T-LoHo: A Bayesian Regularization Model for Structured Sparsity and
Smoothness on Graphs
- URL: http://arxiv.org/abs/2107.02510v1
- Date: Tue, 6 Jul 2021 10:10:03 GMT
- Title: T-LoHo: A Bayesian Regularization Model for Structured Sparsity and
Smoothness on Graphs
- Authors: Changwoo J. Lee, Zhao Tang Luo, Huiyan Sang
- Abstract summary: In graph-structured data, structured sparsity and smoothness tend to cluster together.
We propose a new prior for high dimensional parameters with graphical relations.

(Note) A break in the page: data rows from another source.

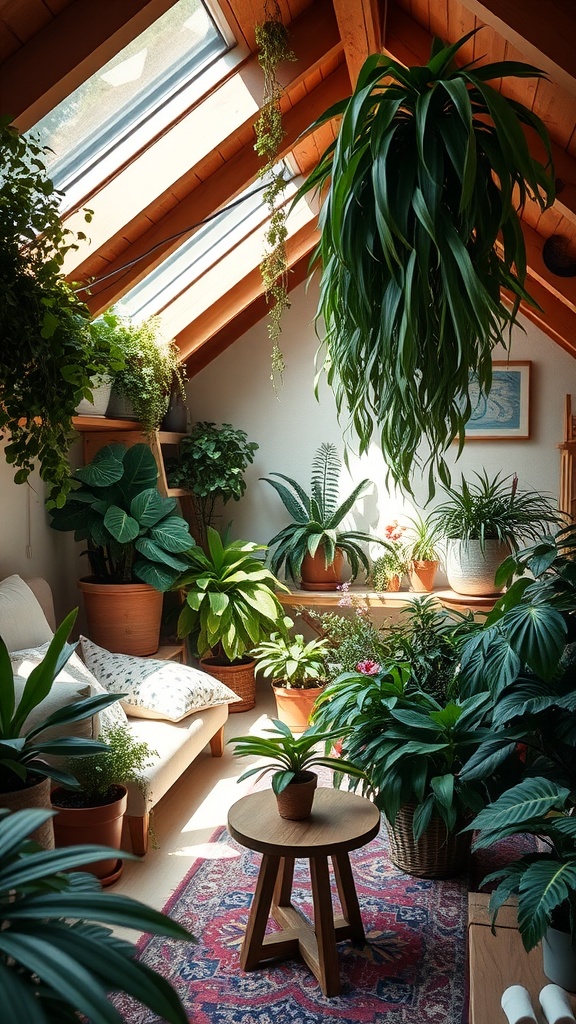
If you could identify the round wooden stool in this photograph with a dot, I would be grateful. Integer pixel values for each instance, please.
(339, 822)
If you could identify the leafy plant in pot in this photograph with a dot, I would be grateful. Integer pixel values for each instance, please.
(290, 760)
(58, 956)
(93, 810)
(428, 175)
(211, 464)
(136, 541)
(25, 739)
(312, 548)
(230, 606)
(482, 521)
(297, 671)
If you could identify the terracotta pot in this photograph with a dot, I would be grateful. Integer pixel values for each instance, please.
(315, 576)
(294, 706)
(101, 824)
(33, 796)
(123, 617)
(470, 570)
(295, 801)
(239, 677)
(422, 576)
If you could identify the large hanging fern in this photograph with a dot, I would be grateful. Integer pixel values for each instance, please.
(420, 230)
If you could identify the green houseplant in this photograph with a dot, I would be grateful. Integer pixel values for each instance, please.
(48, 355)
(211, 464)
(317, 527)
(25, 773)
(136, 540)
(422, 193)
(297, 671)
(230, 606)
(58, 956)
(290, 760)
(482, 520)
(93, 810)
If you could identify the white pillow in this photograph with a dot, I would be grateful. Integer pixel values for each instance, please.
(23, 624)
(155, 688)
(74, 672)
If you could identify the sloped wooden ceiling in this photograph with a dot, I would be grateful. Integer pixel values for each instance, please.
(48, 47)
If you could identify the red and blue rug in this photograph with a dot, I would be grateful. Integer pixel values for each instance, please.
(411, 971)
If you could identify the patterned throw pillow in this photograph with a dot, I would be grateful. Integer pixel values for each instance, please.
(155, 688)
(74, 672)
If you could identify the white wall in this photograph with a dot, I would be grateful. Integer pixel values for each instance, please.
(289, 427)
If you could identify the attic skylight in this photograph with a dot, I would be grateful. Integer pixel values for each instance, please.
(129, 99)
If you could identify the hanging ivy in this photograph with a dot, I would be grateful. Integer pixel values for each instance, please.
(272, 40)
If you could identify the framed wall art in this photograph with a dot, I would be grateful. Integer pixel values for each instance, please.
(504, 414)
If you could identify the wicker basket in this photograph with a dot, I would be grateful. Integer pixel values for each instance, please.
(239, 678)
(436, 855)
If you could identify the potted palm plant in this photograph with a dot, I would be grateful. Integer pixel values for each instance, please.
(230, 606)
(297, 671)
(93, 810)
(312, 548)
(27, 739)
(482, 521)
(290, 761)
(426, 178)
(58, 955)
(136, 540)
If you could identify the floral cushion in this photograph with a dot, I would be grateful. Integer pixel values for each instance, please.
(155, 688)
(74, 672)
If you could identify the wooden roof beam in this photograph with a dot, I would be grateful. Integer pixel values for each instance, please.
(219, 188)
(544, 32)
(71, 48)
(359, 22)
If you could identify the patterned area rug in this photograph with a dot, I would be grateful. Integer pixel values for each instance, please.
(411, 971)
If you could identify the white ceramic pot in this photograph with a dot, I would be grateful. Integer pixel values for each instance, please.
(470, 570)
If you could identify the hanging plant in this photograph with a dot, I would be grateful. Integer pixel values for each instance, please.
(419, 231)
(272, 40)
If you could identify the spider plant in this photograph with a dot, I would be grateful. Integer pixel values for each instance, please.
(422, 194)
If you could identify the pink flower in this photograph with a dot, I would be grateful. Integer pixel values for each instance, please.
(368, 668)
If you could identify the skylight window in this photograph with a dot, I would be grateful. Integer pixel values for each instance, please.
(109, 117)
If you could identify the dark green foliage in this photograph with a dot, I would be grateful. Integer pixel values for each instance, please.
(58, 955)
(133, 532)
(48, 356)
(430, 170)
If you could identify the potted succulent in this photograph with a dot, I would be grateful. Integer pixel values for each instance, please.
(312, 548)
(58, 955)
(411, 749)
(210, 465)
(412, 216)
(290, 761)
(136, 540)
(482, 521)
(151, 370)
(93, 810)
(297, 671)
(25, 742)
(230, 606)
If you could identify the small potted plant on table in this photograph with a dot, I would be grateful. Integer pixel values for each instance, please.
(290, 760)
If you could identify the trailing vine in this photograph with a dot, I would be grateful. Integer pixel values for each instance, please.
(272, 40)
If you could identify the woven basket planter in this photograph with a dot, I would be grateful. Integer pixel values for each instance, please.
(239, 678)
(436, 855)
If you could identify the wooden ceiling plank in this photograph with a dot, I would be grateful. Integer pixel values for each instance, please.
(67, 51)
(360, 28)
(543, 32)
(218, 188)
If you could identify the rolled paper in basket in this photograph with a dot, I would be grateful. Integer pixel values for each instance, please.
(518, 1007)
(556, 1005)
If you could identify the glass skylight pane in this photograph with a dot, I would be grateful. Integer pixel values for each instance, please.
(201, 251)
(105, 111)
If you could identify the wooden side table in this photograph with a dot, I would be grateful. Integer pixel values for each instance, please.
(339, 822)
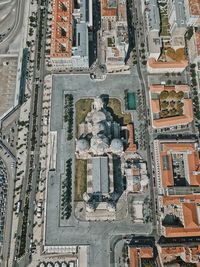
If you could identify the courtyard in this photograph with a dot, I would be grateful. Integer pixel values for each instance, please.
(74, 231)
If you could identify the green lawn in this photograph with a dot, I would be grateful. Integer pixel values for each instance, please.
(83, 106)
(80, 179)
(164, 25)
(115, 105)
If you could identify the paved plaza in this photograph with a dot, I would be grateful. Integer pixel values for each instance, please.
(73, 232)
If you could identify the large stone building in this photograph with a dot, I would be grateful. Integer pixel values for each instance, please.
(109, 149)
(70, 34)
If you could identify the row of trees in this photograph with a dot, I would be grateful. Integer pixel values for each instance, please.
(66, 196)
(22, 247)
(195, 92)
(68, 114)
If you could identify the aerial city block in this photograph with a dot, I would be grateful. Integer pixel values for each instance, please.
(100, 133)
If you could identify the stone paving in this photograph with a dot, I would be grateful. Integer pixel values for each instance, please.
(96, 234)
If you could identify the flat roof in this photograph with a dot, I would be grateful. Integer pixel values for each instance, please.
(180, 12)
(167, 149)
(154, 15)
(100, 174)
(153, 63)
(61, 38)
(169, 121)
(197, 42)
(107, 11)
(188, 206)
(194, 6)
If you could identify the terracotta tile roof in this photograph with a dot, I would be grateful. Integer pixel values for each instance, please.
(190, 215)
(167, 175)
(192, 157)
(134, 260)
(146, 252)
(188, 204)
(155, 105)
(197, 42)
(166, 65)
(167, 200)
(106, 11)
(176, 120)
(172, 250)
(158, 88)
(177, 232)
(131, 146)
(61, 44)
(194, 7)
(190, 254)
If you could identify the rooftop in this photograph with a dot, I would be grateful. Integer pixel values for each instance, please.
(180, 13)
(154, 15)
(170, 105)
(190, 254)
(100, 174)
(61, 38)
(179, 164)
(137, 253)
(152, 63)
(186, 210)
(197, 42)
(108, 8)
(194, 7)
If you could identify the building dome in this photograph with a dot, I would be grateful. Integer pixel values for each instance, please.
(99, 143)
(116, 146)
(98, 116)
(82, 145)
(100, 127)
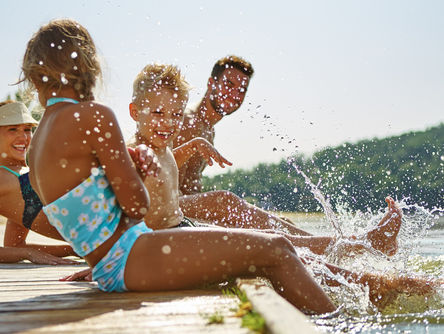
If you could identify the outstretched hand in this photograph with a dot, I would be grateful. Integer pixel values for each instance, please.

We use it to detect structured sparsity and smoothness simultaneously.
- Score: 0.0
- License: http://arxiv.org/licenses/nonexclusive-distrib/1.0/
- Abstract: Many modern complex data can be represented as a graph. In models dealing
with graph-structured data, multivariate parameters are not just sparse but
have structured sparsity and smoothness in the sense that both zero and
non-zero parameters tend to cluster together. We propose a new prior for high
dimensional parameters with graphical relations, referred to as a Tree-based
Low-rank Horseshoe(T-LoHo) model, that generalizes the popular univariate
Bayesian horseshoe shrinkage prior to the multivariate setting to detect
structured sparsity and smoothness simultaneously. The prior can be embedded in
many hierarchical high dimensional models. To illustrate its utility, we apply
it to regularize a Bayesian high-dimensional regression problem where the
regression coefficients are linked on a graph. The resulting clusters have
flexible shapes and satisfy the cluster contiguity constraint with respect to
the graph. We design an efficient Markov chain Monte Carlo algorithm that
delivers full Bayesian inference with uncertainty measures for model parameters
including the number of clusters. We offer theoretical investigations of the
clustering effects and posterior concentration results. Finally, we illustrate
the performance of the model with simulation studies and real data applications
such as anomaly detection in road networks. The results indicate substantial
improvements over other competing methods such as sparse fused lasso.